DAVAO CITY—A full operation of the Sarangani’s provincial hospital to at least as a secondary-level referral hospital would save not less than P9 million annually for the province, according to the provincial government.
The amount was expected in the referral system alone of its indigent patients to private hospitals in General Santos City. Only recently did the province announce was finally operating the provincial hospital at the Capitol Complex in Alabel town “as a 24-hour forward triage facility,” but the hospital would be temporarily known as Sarangani Health Care Facility.
For the meantime that the facility was still complying with some legal building requirement such as fire- safety permit, the hospital would only be providing “initial management of clients,” then forward them to the province’s referral hospitals in General Santos City, according to Provincial Health Officer Arvin Alejandro.

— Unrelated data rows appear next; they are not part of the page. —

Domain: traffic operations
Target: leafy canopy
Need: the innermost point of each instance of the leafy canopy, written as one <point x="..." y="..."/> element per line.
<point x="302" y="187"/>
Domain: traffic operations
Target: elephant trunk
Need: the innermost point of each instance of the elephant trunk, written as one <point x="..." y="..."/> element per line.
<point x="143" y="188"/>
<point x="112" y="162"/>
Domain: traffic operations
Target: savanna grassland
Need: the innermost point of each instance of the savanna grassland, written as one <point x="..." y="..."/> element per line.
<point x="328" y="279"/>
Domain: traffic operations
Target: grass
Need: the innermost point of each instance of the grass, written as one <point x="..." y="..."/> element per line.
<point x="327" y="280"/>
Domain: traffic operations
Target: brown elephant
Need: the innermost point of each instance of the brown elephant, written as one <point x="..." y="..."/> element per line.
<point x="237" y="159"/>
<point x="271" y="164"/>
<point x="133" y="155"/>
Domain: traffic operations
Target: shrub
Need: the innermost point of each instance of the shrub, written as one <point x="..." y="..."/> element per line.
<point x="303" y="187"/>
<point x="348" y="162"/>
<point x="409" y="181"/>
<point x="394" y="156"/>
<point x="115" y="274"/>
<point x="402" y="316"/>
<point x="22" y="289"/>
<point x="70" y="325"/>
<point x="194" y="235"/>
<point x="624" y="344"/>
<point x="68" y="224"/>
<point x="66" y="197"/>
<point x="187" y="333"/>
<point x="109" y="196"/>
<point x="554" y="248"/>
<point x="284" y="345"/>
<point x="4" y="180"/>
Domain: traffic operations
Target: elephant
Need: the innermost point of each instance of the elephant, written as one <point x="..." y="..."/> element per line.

“No admissions yet,” said Alejandro, a medical doctor, “until a fire-safety certificate is secured as prerequisite to the issuance of the occupancy permit.”

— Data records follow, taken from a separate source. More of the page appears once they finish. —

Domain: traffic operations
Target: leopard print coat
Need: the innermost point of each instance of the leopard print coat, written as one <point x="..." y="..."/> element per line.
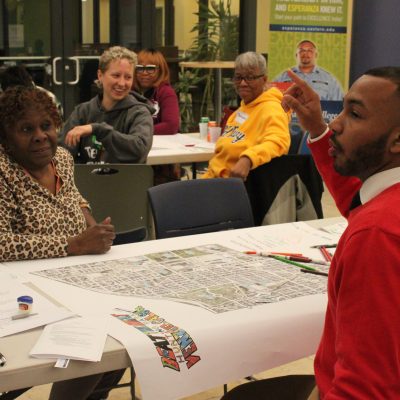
<point x="34" y="223"/>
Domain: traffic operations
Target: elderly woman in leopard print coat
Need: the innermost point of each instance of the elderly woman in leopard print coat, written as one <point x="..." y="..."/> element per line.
<point x="42" y="214"/>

He added his office would already process the license of the hospital to operate as infirmary facility pending the completion of the operating room by the end of June.

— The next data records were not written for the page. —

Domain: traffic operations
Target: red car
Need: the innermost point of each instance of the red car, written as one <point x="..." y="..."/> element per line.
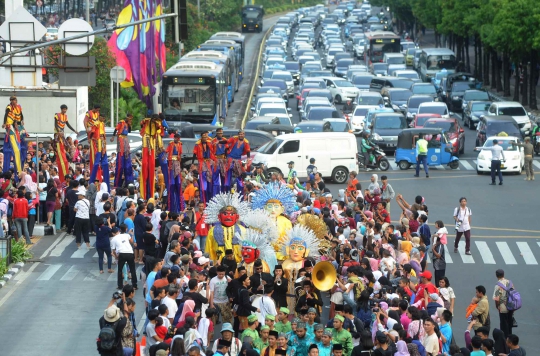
<point x="455" y="133"/>
<point x="420" y="120"/>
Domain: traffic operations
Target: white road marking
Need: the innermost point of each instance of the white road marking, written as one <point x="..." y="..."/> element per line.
<point x="464" y="257"/>
<point x="467" y="165"/>
<point x="70" y="274"/>
<point x="59" y="249"/>
<point x="504" y="249"/>
<point x="526" y="253"/>
<point x="485" y="252"/>
<point x="83" y="250"/>
<point x="49" y="272"/>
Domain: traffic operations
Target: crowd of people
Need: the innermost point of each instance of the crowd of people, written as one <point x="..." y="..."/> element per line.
<point x="260" y="262"/>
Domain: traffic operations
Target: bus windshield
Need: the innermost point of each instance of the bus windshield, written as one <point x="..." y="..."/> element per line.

The operating room is funded by the Department of Health (DOH).
“And if we would have the equipment as required of an operating room, then we proceed to the operationalization of the provincial hospital as a Level-1 facility,” Alejandro said.
The provincial hospital was constructed at a cost of P185 million, with P170 million as counterpart from the DOH and P15 million from the provincial government.
The provincial government allocated P13 million for personal services requirement of the hospital since it opened in August 29 last year. This was aside from the P6 million for the maintenance and other operating expenditures and P15 million for the capital outlay for the purchase of equipment required of a Level-1 facility.
Initial mobilization of funds for putting up the hospital started in 2011, and construction began early 2013.
The provincial hospital would complete the loop of five other hospitals ran by the provincial government in the municipalities of Maitum, Kiamba, Maasim, Malungon and Glan.
As the core referral, “it means provision of other services that cannot be provided by our five municipal hospitals,” Alejandro said.
The provincial government wanted to operate this provincial hospital into either a Level-2 or Level-3 facility while the municipal hospitals, particularly in Kiamba, Malungon and Glan, would continue providing Level 1, or infirmary, services.
“All other services on top of it, however, shall be referred to the provincial hospital,” he added.
Municipal hospitals in Maitum and Maasim would remain as infirmary facilities for the meantime, Alejandro said, “but they would be subject to rationalization again depending on the bulk of patients that are coming in.”
Sarangani has an agreement with three private hospitals in General Santos City: Diagan Cooperative Hospital, Soccsksargen County Hospital and Dr. George Royeca Hospital “to cater to its indigent patients, which costs the provincial government some P18 million annually.”
Once the provincial hospital starts operating as Level 1, Alejandro said, the province would terminate its agreement with these hospitals, “which would generate annual savings for the province up to P9 million.”
Every year, Sarangani is allocating P10 million for the enrollment of its 4,600 indigent constituents, with “96-percent average rate of the province’s no billing policy or no out of pocket” of PhilHealth patients in 2017.”
The 4,600 enrollment in Sarangani comprises 90 percent of the total admitted patients in its municipal hospitals.